Meski ada kelemahan pada khabar ini berkaitan dengan ketidaktahuan tentang
Ibrahim bin Salam, inilah jalur yang lebih shahih, yang diriwayatkan dari Anas
bin Malik.[5]
Lebih lanjut Al-Bazzar menjelaskan bahwa ia tidak mengetahui jalur riwayat
lain tentang hadits ini kecuali jalur yang berdasarkan riwayat Abu Asim. Selain itu, riwayat Al-Nakha'i
dari Anas bin Malik mempertegas permasalahan ini. Diketahui bahwa
An Nakha’iy wafat pada tahun 96 H.[6] Sedangkan Anas bin Malik wafat pada tahun 93H.[7]
Mufradat atau Kosa kata Hadits
|
طَلَبُ |
menuntut |
|
الْعِلْمِ |
ilmu |
|
فَرِيضَةٌ |
kewajiban |
|
عَلَى |
atas |
|
كُلِّ |
setiap |
|
مُسْلِمٍ |
orang Islam |
Penjelasan dan Faidah Hadits
Hadits ini mengandung perintah Nabi Muhamad saw kepada ummatnya untuk
menuntut ilmu. Faridlah bermakna kewajiban. Jadi menuntut ilmu sifatnya wajib
bagi ummat Islam.
Sedangkan ilmu maknanya al fahmu wa al idrak[8]
(pemahaman dan pengetahuan) yang kajiannya dikembangkan berdasarkan standar
metode ilmiah pada beragam masalah.
Allah telah membekali Adam –setelah penciptaannya- dengan ilmu yang
dibutuhkannya. Dengan ilmu itu Allah telah meninggikan Adam as dari malaikat,
karena ilmu adalah wasilah menuju kebaikan dan ketaqwaan yang dengannya manusia
dapat mencapai kemuliaan dari Allah dan kebahagiaan abadi.[9]
Karena perkembangan ilmu pengetahuan menjadi sangat luas dan beragam, tidak
semua ilmu wajib dipelajari setiap muslim. Tetapi setiap muslim wajib
mempelajari setiap keadaan yang akan mereka jalani. Jika seseorang akan
menjalani pekerjaannya sebagai pedagang, ia wajib mempalajari segala sesuatu
tentang perdagangan agar ia dapat menjalankan pekerjaannya dengan baik dan
terhindar dari hal-hal yang dapat merugikannya. Begitu pula dalam
masalah-masalah keagamaan dan ibadahnya. Dengan kata lain, ia wajib mempelajari
hal-hal yang terkait dengan pelaksanaan kewajiban-kewajibannya.
Ibnu Qudamah berpendapat, ilmu yang terpuji untuk dipelajari ada dua macam.
Yang pertama ilmu yang terpuji karena tujuannya yang utama, di mana semakin
banyak dimiliki semakin baik bagi pemiliknya di manapun. Yaitu ilmu tentang
Allah Ta’ala, sifat-sifatNya, perbuatanNya. Juga hikmah-Nya dalam mengatur
rutan kehidupan akhirat setelah dunia. Itu adalah ilmu yang dituntut dari
DzatNya dan dengan itu manusia dapat mencapai kebahagiaan akhirat.

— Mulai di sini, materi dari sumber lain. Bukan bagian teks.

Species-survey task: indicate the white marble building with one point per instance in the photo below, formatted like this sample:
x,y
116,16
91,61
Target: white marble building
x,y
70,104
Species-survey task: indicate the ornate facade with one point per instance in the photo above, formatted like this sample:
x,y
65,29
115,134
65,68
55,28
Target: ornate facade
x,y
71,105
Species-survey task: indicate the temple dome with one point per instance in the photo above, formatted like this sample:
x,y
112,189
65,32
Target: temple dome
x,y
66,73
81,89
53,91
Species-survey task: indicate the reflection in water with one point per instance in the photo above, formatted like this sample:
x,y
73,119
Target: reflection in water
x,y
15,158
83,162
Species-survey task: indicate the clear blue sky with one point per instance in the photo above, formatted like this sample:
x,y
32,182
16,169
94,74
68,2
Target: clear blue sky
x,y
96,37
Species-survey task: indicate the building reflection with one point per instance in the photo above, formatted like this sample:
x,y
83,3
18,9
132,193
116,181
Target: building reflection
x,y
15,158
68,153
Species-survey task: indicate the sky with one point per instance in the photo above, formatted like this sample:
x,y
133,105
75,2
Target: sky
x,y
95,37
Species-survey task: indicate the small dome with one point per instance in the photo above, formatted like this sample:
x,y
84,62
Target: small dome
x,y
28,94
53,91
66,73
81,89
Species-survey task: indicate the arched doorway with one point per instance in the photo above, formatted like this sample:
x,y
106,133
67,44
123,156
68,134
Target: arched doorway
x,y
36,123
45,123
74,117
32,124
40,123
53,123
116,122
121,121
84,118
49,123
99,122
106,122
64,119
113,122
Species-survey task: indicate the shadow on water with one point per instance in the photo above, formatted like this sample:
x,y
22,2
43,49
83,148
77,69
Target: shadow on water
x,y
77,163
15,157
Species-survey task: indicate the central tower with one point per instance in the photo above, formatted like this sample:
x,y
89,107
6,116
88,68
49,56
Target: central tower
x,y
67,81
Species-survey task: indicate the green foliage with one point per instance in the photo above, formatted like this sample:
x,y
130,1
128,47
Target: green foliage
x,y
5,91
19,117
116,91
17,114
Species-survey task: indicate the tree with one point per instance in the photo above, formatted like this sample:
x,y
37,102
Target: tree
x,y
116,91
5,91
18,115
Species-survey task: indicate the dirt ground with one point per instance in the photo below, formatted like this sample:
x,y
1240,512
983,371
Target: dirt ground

Dialah
lautan ilmu yang kedalamannya tak terkira, dan hanya orang-orang yang mengarungi
dan menyeaminya akan menemukan pantai dan tepiannya yang nyaman bagi mereka.[10]
Yang kedua Ilmu-ilmu yang hanya dapat dianggap terpuji dengan ketetapan dan ukuran tertentu.

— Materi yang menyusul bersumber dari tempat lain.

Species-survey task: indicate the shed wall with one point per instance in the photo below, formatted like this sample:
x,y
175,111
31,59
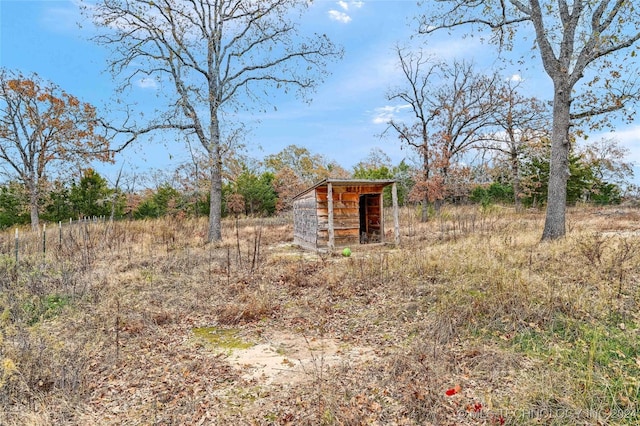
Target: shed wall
x,y
305,221
346,217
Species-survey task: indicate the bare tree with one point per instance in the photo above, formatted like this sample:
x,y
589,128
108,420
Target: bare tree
x,y
519,121
218,55
587,48
450,105
44,129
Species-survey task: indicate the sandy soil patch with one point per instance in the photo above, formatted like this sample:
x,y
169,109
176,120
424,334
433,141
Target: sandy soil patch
x,y
283,357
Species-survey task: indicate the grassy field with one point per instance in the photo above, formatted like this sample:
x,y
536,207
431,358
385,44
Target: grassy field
x,y
471,321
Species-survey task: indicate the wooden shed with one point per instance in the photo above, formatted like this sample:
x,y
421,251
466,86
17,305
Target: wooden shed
x,y
342,212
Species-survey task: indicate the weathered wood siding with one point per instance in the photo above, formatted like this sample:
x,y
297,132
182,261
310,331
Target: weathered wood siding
x,y
305,221
346,213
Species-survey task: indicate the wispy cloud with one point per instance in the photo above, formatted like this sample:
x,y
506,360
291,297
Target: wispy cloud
x,y
385,114
342,15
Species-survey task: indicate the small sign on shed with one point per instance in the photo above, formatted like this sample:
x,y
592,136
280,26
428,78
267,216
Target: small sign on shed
x,y
342,212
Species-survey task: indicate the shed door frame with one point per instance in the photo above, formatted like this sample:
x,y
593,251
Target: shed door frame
x,y
371,221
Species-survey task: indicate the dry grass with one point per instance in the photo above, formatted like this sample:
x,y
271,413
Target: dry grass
x,y
99,330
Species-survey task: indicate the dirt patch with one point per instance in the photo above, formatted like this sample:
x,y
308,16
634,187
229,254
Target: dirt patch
x,y
283,357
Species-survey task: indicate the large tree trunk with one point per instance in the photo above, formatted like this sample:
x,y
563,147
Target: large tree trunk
x,y
554,226
33,206
515,172
35,217
215,205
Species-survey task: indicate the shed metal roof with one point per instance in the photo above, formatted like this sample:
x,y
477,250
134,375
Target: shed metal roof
x,y
345,182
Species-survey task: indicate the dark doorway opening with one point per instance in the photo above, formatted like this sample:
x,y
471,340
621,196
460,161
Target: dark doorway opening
x,y
370,218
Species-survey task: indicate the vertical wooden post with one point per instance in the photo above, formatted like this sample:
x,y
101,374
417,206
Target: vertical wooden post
x,y
44,239
396,219
381,207
332,238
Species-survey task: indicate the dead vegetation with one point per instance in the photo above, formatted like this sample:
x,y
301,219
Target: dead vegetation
x,y
471,321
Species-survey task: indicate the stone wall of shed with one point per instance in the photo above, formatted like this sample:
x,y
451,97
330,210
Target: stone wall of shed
x,y
305,221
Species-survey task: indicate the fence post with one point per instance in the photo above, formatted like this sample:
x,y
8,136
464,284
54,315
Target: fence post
x,y
17,246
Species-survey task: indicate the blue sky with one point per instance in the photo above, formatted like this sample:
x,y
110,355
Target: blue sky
x,y
342,122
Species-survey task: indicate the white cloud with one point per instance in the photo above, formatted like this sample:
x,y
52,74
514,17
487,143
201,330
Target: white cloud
x,y
342,17
383,115
147,83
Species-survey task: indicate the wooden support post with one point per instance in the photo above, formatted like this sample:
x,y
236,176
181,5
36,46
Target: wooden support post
x,y
396,219
381,207
332,239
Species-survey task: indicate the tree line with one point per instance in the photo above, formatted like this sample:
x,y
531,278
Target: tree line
x,y
220,58
266,188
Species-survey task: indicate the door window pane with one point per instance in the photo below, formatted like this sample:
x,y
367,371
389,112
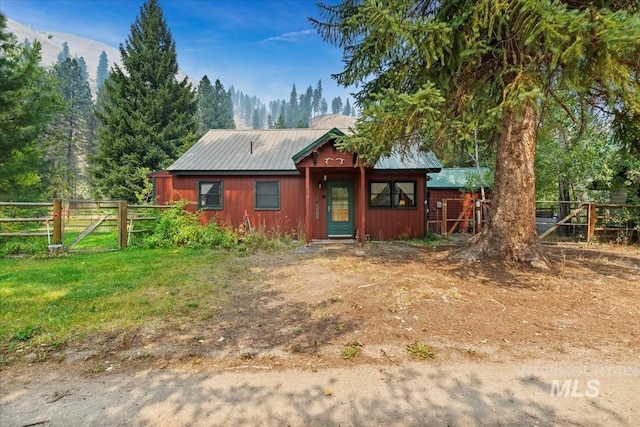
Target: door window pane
x,y
339,204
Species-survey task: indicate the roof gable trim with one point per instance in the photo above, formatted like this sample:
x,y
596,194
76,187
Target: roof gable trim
x,y
316,144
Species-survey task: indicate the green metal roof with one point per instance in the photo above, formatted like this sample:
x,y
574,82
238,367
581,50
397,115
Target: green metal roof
x,y
454,177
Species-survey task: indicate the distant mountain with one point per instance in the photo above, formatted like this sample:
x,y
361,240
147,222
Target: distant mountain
x,y
52,42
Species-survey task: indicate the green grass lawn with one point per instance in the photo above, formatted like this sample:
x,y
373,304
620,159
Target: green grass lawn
x,y
46,301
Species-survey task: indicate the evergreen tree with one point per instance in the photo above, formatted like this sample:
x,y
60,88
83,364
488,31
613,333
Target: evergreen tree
x,y
292,113
103,70
347,108
336,105
64,53
446,70
317,99
71,131
82,65
224,110
256,123
147,117
281,122
27,99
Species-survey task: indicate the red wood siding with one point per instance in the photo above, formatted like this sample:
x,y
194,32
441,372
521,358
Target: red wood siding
x,y
163,187
388,223
239,197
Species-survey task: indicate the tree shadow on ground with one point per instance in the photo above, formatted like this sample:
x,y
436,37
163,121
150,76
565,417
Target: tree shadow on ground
x,y
406,396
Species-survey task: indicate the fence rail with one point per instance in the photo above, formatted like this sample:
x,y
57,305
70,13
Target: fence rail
x,y
574,220
67,223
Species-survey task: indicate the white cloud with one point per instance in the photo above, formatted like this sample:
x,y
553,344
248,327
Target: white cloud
x,y
294,36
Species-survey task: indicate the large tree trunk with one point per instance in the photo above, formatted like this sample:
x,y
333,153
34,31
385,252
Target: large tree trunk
x,y
511,234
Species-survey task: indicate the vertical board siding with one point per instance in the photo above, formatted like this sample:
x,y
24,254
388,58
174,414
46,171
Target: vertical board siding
x,y
384,224
239,197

Atau yang disebut dengan ilmu-ilmu kifayah, karena
pada masing-masing ilmu tersebut terdapat kekurangan, keterbatasan, dan membutuhkan penyelidikan.[11]
Diwajibkan pula untuk menuntut ilmu tentang seluruh akhlaq seperti kedermawanan, keberanian, rendah hati, dan lain sebagainya, serta lawan dari akhlaq-akhlaq yang baik tersebut. Karena seseorang dapat dikatakan telah memahami ilmunya dari keadaan yang sebaliknya.[12]

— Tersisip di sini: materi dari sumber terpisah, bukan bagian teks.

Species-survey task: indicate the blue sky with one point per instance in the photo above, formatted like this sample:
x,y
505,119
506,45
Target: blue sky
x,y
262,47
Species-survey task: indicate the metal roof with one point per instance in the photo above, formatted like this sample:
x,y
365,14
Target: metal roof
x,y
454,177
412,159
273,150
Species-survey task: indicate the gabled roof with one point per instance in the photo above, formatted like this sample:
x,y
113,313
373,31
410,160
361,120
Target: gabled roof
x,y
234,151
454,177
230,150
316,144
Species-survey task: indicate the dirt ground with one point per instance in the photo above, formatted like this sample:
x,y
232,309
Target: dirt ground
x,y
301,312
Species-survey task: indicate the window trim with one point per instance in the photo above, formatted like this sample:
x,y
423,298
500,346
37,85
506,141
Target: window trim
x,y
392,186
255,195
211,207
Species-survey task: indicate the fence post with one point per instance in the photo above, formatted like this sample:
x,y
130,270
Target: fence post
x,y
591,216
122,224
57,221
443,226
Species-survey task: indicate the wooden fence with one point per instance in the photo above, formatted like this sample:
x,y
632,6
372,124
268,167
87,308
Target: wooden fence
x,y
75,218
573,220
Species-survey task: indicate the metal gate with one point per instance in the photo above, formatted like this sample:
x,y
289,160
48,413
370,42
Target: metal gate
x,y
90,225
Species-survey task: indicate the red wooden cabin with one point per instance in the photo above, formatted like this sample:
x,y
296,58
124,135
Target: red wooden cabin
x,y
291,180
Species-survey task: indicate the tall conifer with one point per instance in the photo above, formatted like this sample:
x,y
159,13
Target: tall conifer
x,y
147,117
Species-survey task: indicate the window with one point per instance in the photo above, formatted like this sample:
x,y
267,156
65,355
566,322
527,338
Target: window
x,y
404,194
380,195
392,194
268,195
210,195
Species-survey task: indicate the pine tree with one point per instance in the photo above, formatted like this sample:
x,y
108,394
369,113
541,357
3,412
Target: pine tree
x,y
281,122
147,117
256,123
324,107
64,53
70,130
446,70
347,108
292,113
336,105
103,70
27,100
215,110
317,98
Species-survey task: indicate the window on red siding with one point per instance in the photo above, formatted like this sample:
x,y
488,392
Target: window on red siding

[1] Sunan Ibnu Majah, Juz I, hlm.81
[2] Jalal al Din al Suyuthy, Jami’ Ahadits, Juz
I, hlm.38.
[3] Ibnu Majah, loc.cit, hlm.81.
[4] Ibid, hlm.81.
[5] Bayan
al wahm wa al Iham fii hadits al Ahkam, Juz V,
hlm.124.
[6] Ibid, hlm.125
[7] al Bidayah wa al Nihayah, Juz IX, hlm.109.
[8] Mabahits fii Ulum al Quran, hlm.15.
[9] Ta’lim al Muta’allim, terjemah Abdurrahman
Azzam, hlm. 39.
[10] Mukhtashar
Minhaj al Qashidin, hlm.20.
[11] Ibnu Qudamah, ibid, hlm.20.
[12] Burhanudin al Zarnuji, op.cit, hlm.41.